Origen mistakenly held the LXX to be based on the Proto-MT, bringing the LXX into
conformity with the Proto-MT (a mistake). His 5th column, while attempting to retain
the original, was never copied with the annotations, thus loosing the original.
Lucian (312 AD) – Stationed in Antioch, his revisions to the LXX were mostly
stylistic, perhaps drawing from Origen's 5th column. Many of his revisions were
conflations (combining two variant readings into a single reading).

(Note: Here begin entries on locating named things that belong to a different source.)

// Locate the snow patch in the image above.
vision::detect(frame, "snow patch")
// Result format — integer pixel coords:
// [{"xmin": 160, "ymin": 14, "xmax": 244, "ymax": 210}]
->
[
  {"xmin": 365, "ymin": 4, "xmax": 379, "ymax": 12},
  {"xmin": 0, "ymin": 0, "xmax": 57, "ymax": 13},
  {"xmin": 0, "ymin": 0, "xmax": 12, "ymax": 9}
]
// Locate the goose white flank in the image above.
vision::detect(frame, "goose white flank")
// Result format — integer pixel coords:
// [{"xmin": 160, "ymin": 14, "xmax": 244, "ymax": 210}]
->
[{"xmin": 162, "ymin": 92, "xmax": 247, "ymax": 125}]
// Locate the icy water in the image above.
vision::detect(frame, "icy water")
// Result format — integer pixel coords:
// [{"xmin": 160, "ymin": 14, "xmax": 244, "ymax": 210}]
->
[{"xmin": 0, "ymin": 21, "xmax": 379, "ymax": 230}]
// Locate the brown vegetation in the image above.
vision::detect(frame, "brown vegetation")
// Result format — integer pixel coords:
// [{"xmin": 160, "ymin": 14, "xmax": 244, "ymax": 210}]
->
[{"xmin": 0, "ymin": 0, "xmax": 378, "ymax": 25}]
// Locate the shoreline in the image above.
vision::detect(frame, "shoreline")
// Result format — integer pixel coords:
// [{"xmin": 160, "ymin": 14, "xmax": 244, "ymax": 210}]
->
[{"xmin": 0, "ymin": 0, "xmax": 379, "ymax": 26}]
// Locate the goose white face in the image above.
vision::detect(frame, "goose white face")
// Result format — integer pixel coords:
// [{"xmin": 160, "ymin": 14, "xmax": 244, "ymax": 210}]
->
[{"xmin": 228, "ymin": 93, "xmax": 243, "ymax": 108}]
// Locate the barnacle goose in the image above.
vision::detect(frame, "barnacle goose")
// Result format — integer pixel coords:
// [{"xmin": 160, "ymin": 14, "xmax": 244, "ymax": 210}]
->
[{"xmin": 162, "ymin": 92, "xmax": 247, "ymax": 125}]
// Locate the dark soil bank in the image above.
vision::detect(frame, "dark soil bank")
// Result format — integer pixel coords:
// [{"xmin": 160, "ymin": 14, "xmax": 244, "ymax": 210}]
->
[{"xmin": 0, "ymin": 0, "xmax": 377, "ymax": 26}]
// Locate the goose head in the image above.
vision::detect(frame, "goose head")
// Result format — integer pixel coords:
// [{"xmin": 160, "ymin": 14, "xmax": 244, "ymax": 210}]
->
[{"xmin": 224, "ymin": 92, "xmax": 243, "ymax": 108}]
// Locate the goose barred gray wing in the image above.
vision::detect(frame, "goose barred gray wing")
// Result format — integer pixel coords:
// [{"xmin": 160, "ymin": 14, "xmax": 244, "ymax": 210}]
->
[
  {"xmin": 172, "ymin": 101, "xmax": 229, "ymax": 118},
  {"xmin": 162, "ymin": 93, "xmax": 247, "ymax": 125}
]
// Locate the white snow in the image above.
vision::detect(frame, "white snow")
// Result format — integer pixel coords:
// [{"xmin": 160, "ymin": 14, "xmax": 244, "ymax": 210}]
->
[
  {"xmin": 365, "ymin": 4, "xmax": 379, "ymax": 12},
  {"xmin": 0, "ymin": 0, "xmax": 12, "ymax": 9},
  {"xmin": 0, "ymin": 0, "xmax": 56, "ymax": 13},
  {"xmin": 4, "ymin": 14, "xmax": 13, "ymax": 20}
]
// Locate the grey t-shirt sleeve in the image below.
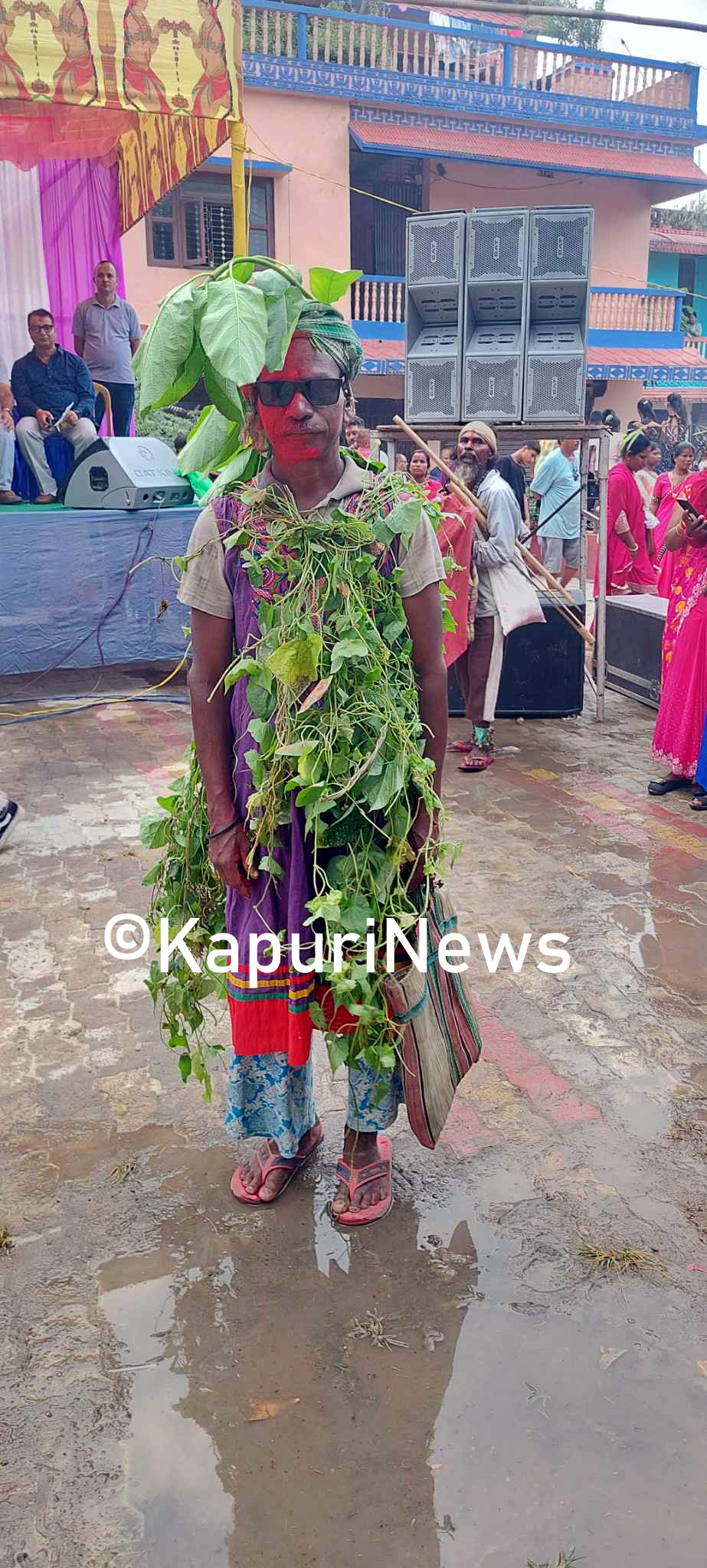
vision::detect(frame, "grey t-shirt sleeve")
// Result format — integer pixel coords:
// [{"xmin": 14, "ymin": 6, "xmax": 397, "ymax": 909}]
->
[
  {"xmin": 398, "ymin": 511, "xmax": 445, "ymax": 599},
  {"xmin": 177, "ymin": 507, "xmax": 234, "ymax": 621},
  {"xmin": 473, "ymin": 485, "xmax": 520, "ymax": 567}
]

3.4.4. The Great Uncials (B, a, A)

These date primarily from the 4th century, and are the first full copies of the OT.
Codex Vaticunus (B) – Copied in 350 AD in Alexandria. This uncial prefers the older
shorter readings, and is free of Hexapla influence and scribal conflations.
Codex Siniaticus (S or a) – Dated to the 4th century. It is free from Hexapla
influence, but amended (corrected) using a ms influenced by the Hexapla.
Codex Alexandrinus (A) – Probably from the 5th century. It has both Hexapla and
Lucianic influence, sharing their theological glosses.

3.5. Impact of the Revisions

These revisions show that recovering the original LXX text is complicated.
The major task of LXX research today is to move from the Uncials back to the texts
of Origen and Lucian. Then further penetration can be made back to the original
Before the LXX can be used in OT textual criticism, the LXX itself must undergo
textual criticism. Once this is done, the text critic must determine whether the
translator correctly rendered the Hebrew text.
Other factors that affect this are differing vowel traditions (as vowels weren't added
until the Masoretes), word crowding (mistranslating breaks between words), and
vocab usage (is the translation a literal or free translation).

3.6. Conclusion
The textual variants found in the LXX must be taken on a case by case basis.
Sometimes they should be neglected, while other times they hold the key.

There are a number of ancient versions of the OT.
Of the significant versions—Targums, Vulgate, Peshitta, Samaritan Pentateuch and
the Septuagint—the Septuagint is the most important for textual criticism.
The Septuagint (LXX) is the oldest version available, is well attested, contains the
entire OT and has the largest number of variants of all ancient versions.
There are a number of revisions to the LXX, which means that before it can be used to
asses the variants of the MT, it must undergo textual criticism of its own.